Variable and Joining gene usage (V-usage and J-usage) are important characteristics of repertoires. To access and compare them among repertoires tcR provides a few useful functions.

Gene usage computing

To access V- and J-usage of a repertoire tcR provides functions geneUsage. Function geneUsage, depending on parameters, computes frequencies or counts of the given elements (e.g., V genes) of the input data frame or the input list of data frames. V and J gene names for humans for TCR and Ig are stored in the .rda file genesegments.rda (they are identical to those form IMGT: \href{http://www.imgt.org/IMGTrepertoire/index.php?section=LocusGenes&repertoire=nomenclatures&species=human&group=TRBV}{link to beta genes (red ones)} and \href{http://www.imgt.org/IMGTrepertoire/index.php?section=LocusGenes&repertoire=nomenclatures&species=human&group=TRAV}{link to alpha genes (red ones)}). All of the mentioned functions are accept data frames as well as list of data frames. Output for those functions are data frames with the first column stands for a gene and the other for frequencies.

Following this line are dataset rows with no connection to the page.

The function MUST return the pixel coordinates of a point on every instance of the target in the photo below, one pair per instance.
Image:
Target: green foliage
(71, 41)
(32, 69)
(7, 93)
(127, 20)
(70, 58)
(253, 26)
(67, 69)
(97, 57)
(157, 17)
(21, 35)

imm1.vs <- geneUsage(twb[[1]], HUMAN_TRBV)
head(imm1.vs)

imm.vs.all <- geneUsage(twb, HUMAN_TRBV)
imm.vs.all[1:10, 1:4]

You can also directly visualise gene usage with the function vis.gene.usage (if you pass the gene alphabet as a second argument):

# Put ".dodge = F" to get distinct plot for every data frame in the given list.
vis.gene.usage(twb, HUMAN_TRBJ, .main = 'twb J-usage dodge', .dodge = T)

vis.gene.usage(twb, HUMAN_TRBJ, .main = 'twb J-usage column', .dodge = F, .ncol = 2)

vis.gene.usage(imm1.vs, NA, .main = 'twb[[1]] V-usage', .coord.flip = F)

Gene usage comparing

To evaluate V- and J genes usage of repertoires, the package implements subroutines for two approaches to the analysis: measures from the information theory and PCA (Principal Component Analysis).

Shannon entropy and Jensen-Shannon divergence

To assess the diversity of genes usage user can use the entropy function. Kullback-Leibler assymetric measure (function kl.div) and Jensen-Shannon symmetric measure (functions js.div for computing JS-divergence between the given distributions and js.div.seg for computing JS-divergence between genes distributions of two clonesets or a list with data frames) are provided to estimate distance among gene usage of different repertoires. To visualise distances tcR employed the vis.radarlike function, see Section "Plots" for more detailed information.

                              # Transform "0:100" to distribution with Laplace correction 
entropy(0:100, .laplace = 1)  # (i.e., add "1" to every value before transformation).

entropy.seg(twb, HUMAN_TRBV)  # Compute entropy of V-segment usage for each data frame.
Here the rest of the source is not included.